Electric Slide

‘The Current War’ Director’s Cut is Pretty Much the Same as the Original

A bright idea that delivers more heat than illumination, The Current War: Director’s Cut traffics in sensation and sizzle. Insight, not so much. But what a gorgeous ride. It’s a hyperventilating look at a fascinating moment in innovation, when Thomas Edison (Benedict Cumberbatch) and George Westinghouse (Michael Shannon) competed to establish America’s power grid. Edison championed short-range direct current, which was very reliable and worked at a low, non-lethal voltage. The only hitch: it could barely service one square mile. Westinghouse preferred high-wattage alternating current, which traveled much further distances and was cheaper to install. One problem: if mishandled, it was deadly.

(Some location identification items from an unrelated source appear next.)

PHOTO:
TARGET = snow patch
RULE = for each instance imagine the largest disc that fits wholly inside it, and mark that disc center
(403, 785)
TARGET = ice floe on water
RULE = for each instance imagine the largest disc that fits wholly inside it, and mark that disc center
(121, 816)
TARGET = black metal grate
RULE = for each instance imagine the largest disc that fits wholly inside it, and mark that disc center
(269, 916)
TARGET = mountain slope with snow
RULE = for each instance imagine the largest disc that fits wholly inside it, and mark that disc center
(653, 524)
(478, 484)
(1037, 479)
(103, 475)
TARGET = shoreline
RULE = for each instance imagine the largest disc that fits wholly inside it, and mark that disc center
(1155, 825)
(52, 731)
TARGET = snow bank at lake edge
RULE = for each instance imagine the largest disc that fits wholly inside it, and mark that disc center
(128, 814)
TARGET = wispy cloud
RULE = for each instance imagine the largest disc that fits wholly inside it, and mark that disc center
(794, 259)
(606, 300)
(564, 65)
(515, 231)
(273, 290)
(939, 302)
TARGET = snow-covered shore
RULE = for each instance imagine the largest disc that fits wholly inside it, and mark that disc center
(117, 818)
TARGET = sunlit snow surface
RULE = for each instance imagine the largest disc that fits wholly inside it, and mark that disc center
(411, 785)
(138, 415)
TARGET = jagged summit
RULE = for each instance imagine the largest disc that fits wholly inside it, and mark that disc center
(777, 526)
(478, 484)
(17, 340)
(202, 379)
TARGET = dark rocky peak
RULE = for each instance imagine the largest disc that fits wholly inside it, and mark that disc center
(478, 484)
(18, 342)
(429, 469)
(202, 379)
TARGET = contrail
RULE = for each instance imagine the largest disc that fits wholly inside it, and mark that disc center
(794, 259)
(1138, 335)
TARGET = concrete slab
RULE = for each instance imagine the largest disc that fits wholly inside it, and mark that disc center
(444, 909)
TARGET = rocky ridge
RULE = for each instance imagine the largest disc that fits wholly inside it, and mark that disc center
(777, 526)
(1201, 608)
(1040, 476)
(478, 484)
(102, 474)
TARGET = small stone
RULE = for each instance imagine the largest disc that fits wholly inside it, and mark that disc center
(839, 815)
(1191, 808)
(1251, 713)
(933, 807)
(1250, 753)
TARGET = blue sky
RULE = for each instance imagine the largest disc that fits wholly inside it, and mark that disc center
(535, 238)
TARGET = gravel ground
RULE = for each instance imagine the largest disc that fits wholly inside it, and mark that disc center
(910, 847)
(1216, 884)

THE CURRENT WAR: DIRECTOR’S CUT ★★★ (3/5 stars)
Directed by: Alfonso Gomez-Rejon
Written by:  Michael Mitnick
Starring:  Benedict Cumberbatch, Michael Shannon, Katherine Waterson, Tom Holland, Tuppence Middleton, Matthew Macfadyen, Nicholas Hoult
Running time: 107 min


 

The film feverishly milks this “less filling/tastes great” dichotomy for all it’s worth, which is, frankly, not a lot. As Westinghouse himself says, “it’s not my electricity. It’s electricity.” Exactly. The Current War: Director’s Cut is essentially about the optimal delivery system for a foundational utility. Sexy, right? As a parable about capitalism, the story plays like a brisk case study from the Harvard Business School. We might as well be talking about the VCR battles of the early ’80s, when Sony jealously guarded its superior but more expensive Betamax system and JVC happily licensed its cheaper, eventually ubiquitous VHS standard. Intriguing? Yes. Riveting? Not really.

A human story ostensibly drives this clash of the titans, and it involves outsized legends Edison and Westinghouse, plus otherworldly Serb immigrant Nikola Tesla (Nicholas Hoult). But director Alfonso Gomez-Rejon and his screenwriter Michael Mitnick lean too heavily on the respective cults of personality. Edison is the Wizard of Menlo Park, Tesla is the mystical “futurist,” Westinghouse is the poker-faced millionaire industrialist that one paper deems a “Generous Gentleman.” They’re all brilliant, they’re all noble, and they each have minor flaws. Edison lets his zeal for public safety lead to devious schemes. Westinghouse can seem aloof. Tesla is obsessive-compulsive about everything from his natty attire and fastidious furnishings to his “all-in-my-mind” blueprints for modernity. And that’s it, in terms of character development. They’re just hard-driving geniuses hell-bent on making the world a better place.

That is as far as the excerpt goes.